The Fed Minutes Reveal That Rates May Have Much Further To Climb

Fed Chair Jerome Powell Delivers Semiannual Monetary Report At Senate Hearing

Win McNamee

The Fed minutes told the tale of a Fed that will likely slow the pace of rate hikes at the December FOMC meeting. But more importantly, the minutes suggested that the Fed now sees a higher terminal rate than previously forecast at the September FOMC meeting.

The one wrinkle in the equation that was not expected and is even more concerning is that the Fed acknowledges in the minutes that they are aware of the increasing risk of a recession.

A Higher Terminal Rate Overshadows A Slower Pace

If the stock market has been rising on expectations of rate hikes slowing, it’s in for a shock when it realizes the speed has no bearing on the destination. The Fed has made it clear over several previous meetings that it wants the economy to grow at a below-trend pace, the unemployment rate to rise, and to move monetary policy into a restrictive territory and maintain that stance for some time.

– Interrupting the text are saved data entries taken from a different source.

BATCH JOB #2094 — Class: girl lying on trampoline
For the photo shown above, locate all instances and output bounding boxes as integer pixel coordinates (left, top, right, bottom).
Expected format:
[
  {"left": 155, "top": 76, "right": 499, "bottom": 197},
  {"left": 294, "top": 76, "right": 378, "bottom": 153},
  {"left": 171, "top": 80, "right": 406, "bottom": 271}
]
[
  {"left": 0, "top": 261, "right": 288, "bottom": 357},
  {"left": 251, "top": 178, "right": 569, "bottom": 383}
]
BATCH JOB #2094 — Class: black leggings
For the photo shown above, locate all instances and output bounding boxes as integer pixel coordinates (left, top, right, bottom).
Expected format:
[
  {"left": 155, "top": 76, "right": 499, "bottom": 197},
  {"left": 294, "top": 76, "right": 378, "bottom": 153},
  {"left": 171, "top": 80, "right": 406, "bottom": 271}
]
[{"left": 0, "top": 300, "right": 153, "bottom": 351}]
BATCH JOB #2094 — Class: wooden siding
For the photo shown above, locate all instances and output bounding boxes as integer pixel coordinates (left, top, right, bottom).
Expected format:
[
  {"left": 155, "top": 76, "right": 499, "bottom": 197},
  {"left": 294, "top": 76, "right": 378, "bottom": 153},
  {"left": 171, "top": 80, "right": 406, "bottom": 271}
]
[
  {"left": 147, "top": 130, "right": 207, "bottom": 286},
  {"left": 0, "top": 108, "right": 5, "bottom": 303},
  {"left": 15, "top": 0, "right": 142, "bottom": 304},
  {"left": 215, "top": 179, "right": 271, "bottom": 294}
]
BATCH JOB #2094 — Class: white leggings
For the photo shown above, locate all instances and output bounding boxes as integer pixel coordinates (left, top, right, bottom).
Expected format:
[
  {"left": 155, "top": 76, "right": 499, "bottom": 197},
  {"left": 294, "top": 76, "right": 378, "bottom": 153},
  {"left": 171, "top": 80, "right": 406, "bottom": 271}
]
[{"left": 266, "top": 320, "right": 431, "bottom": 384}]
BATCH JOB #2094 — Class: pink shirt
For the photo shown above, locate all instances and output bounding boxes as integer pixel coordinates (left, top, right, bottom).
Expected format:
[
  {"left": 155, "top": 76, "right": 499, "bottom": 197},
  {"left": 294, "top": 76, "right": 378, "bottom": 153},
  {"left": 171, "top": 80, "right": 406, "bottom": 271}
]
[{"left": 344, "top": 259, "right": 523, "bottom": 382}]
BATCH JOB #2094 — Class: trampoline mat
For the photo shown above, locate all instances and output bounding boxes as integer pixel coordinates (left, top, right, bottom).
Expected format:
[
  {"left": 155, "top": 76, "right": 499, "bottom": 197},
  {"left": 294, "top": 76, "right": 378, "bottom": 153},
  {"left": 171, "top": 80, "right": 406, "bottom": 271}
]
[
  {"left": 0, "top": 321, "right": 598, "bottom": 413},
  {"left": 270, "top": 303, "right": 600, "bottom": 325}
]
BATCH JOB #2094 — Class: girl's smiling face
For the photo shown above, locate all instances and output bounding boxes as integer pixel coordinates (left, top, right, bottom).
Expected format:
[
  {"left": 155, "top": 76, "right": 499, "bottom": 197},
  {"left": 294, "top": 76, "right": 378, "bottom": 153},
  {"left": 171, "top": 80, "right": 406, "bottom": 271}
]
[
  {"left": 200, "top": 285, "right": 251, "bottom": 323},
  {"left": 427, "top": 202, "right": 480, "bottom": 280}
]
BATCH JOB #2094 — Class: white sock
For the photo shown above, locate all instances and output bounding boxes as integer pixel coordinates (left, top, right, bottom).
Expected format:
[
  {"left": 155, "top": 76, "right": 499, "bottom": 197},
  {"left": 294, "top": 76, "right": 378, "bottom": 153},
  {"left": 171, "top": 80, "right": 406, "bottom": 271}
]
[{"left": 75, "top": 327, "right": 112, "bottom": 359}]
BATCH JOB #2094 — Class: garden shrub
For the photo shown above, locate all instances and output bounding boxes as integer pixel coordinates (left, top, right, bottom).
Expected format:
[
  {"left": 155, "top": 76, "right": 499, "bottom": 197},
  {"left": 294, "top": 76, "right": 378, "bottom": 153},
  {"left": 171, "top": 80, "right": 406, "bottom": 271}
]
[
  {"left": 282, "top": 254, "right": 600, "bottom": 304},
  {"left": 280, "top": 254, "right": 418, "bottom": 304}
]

Based on messaging from Fed governors over the past two weeks, it seems more likely than not that the terminal rate is probably to head above 5% and potentially to as high as 5.25% over the next few meeting. The pace at which we get there is unlikely to change the outcome.

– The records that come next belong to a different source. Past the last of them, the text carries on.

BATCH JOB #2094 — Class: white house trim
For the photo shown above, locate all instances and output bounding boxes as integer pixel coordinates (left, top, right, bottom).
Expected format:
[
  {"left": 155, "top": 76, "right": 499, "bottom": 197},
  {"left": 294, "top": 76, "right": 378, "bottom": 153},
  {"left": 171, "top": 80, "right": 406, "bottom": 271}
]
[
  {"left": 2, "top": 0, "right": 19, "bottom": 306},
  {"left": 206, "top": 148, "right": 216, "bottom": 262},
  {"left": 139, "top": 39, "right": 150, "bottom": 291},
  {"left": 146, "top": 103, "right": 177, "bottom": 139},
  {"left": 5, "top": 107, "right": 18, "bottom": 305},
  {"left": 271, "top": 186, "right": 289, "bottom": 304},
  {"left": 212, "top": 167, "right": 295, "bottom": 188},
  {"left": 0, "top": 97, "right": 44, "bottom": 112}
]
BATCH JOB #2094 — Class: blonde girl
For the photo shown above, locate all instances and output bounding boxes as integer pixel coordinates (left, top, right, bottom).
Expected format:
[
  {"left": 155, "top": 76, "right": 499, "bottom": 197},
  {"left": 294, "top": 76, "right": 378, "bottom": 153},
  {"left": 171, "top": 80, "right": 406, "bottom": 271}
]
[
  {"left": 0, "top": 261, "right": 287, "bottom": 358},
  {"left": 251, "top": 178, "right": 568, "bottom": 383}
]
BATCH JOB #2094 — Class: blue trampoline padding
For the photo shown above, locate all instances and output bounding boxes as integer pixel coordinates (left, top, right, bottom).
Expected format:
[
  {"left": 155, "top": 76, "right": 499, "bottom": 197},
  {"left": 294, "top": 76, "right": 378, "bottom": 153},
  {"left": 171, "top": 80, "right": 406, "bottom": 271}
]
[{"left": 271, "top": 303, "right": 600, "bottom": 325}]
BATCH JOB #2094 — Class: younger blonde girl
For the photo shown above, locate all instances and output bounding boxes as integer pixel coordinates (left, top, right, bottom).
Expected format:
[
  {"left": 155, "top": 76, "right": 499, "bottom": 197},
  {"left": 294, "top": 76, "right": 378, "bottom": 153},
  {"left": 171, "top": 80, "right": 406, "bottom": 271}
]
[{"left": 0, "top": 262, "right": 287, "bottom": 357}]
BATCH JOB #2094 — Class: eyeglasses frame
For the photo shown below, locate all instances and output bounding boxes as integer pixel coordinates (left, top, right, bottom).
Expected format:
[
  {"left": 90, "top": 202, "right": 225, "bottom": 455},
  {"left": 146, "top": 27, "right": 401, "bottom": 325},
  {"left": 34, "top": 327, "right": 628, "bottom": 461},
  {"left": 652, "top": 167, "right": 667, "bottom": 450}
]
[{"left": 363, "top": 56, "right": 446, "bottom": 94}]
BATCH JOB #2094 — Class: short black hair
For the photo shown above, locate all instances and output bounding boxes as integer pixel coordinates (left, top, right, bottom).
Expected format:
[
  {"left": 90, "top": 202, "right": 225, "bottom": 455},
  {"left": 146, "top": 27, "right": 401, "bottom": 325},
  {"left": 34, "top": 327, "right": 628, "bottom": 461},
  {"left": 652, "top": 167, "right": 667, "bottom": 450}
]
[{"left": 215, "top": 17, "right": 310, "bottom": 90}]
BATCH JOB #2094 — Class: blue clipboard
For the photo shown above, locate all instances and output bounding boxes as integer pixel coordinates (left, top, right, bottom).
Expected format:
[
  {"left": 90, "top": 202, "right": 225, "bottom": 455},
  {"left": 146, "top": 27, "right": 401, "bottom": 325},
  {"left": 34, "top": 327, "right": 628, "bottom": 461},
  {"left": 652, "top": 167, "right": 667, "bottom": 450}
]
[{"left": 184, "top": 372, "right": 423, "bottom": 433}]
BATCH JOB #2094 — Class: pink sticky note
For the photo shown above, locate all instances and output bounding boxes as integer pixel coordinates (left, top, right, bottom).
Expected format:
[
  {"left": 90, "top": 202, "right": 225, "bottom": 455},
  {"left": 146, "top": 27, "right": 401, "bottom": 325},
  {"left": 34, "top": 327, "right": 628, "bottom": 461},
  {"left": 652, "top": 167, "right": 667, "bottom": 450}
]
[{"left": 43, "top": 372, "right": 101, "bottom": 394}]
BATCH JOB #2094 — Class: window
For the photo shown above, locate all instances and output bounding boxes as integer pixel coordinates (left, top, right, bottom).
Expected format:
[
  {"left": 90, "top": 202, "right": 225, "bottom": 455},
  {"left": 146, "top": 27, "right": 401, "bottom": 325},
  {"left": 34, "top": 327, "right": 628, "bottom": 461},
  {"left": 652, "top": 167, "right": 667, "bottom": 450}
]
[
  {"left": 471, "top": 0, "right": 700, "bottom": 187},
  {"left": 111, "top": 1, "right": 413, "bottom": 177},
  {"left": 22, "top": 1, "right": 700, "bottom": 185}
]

Financial Conditions Need To Tighten

It’s not bullish for stocks, implying that financial conditions will need to tighten further and stay there for some time. The Chicago Fed National Financial Conditions Index has eased considerably in recent weeks, which helped lift equity prices. As financial conditions begin to tighten to the Fed’s desired level, it will lower equity prices, making the November rally a destination to nowhere.

Financial Conditions

Bloomberg

The chart shows that financial conditions have eased back to where they were in August before Powell’s Jackson Hole speech. At that point, the Fed wasn’t pleased with the market’s strong performance and easing of financial conditions and pushed back very hard against that easing. It seems likely that the FOMC minutes today are the first step in the Fed pushing back against the recent easing of financial conditions, reinforcing a higher terminal rate.

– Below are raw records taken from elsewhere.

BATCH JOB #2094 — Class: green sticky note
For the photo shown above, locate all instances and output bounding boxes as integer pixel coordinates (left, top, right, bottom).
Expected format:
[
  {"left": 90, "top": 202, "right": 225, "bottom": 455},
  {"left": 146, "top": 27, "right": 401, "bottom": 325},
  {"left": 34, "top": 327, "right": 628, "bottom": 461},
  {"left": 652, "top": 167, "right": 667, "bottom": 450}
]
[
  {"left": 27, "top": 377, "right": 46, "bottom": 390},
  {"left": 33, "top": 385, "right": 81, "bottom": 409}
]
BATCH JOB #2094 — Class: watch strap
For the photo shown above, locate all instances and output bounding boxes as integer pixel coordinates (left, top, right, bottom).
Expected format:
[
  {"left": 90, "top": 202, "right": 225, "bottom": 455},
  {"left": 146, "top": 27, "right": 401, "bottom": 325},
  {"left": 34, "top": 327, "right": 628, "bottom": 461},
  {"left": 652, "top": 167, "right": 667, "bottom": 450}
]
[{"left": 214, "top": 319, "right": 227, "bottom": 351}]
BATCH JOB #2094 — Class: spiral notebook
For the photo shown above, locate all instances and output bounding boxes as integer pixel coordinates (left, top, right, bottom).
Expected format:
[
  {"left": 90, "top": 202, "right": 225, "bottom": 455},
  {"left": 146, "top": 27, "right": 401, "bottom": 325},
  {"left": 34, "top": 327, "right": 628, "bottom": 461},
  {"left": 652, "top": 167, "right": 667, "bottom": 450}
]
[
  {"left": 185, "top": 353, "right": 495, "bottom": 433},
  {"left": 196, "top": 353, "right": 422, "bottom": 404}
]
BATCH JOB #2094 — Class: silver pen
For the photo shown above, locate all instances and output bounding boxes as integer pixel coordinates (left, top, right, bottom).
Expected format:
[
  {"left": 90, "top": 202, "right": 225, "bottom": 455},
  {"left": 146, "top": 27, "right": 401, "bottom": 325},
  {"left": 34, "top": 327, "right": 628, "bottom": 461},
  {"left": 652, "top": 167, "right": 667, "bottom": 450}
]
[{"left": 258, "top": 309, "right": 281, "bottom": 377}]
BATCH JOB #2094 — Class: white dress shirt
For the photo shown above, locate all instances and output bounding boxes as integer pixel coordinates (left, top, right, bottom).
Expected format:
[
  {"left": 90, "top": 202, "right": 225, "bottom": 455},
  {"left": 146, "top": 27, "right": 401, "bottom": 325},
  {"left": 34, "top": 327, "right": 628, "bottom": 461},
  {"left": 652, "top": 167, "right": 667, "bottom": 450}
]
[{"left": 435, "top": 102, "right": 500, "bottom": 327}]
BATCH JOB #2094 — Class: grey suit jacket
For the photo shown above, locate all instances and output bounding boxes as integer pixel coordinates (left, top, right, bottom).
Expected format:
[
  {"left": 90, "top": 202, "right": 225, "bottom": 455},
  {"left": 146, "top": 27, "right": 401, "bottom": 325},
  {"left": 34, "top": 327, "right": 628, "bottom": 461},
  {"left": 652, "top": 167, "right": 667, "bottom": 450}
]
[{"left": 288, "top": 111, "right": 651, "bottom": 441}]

If it’s the case that the terminal rate is heading toward 5% to 5.25%, and the Fed wants financial conditions to tighten more, then rates need to rise, the dollar needs to strengthen, and credit spreads need to widen. That should result in higher implied volatility and lower equity prices.

The news of the rate of hikes slowing is not bullish and not a pivot. It’s common sense. It’s obvious that at some point, the Fed would slow the pace of rates.

The big takeaway from these Fed minutes is that the terminal rate is heading higher than projected at the September FOMC and is likely to be above 5%.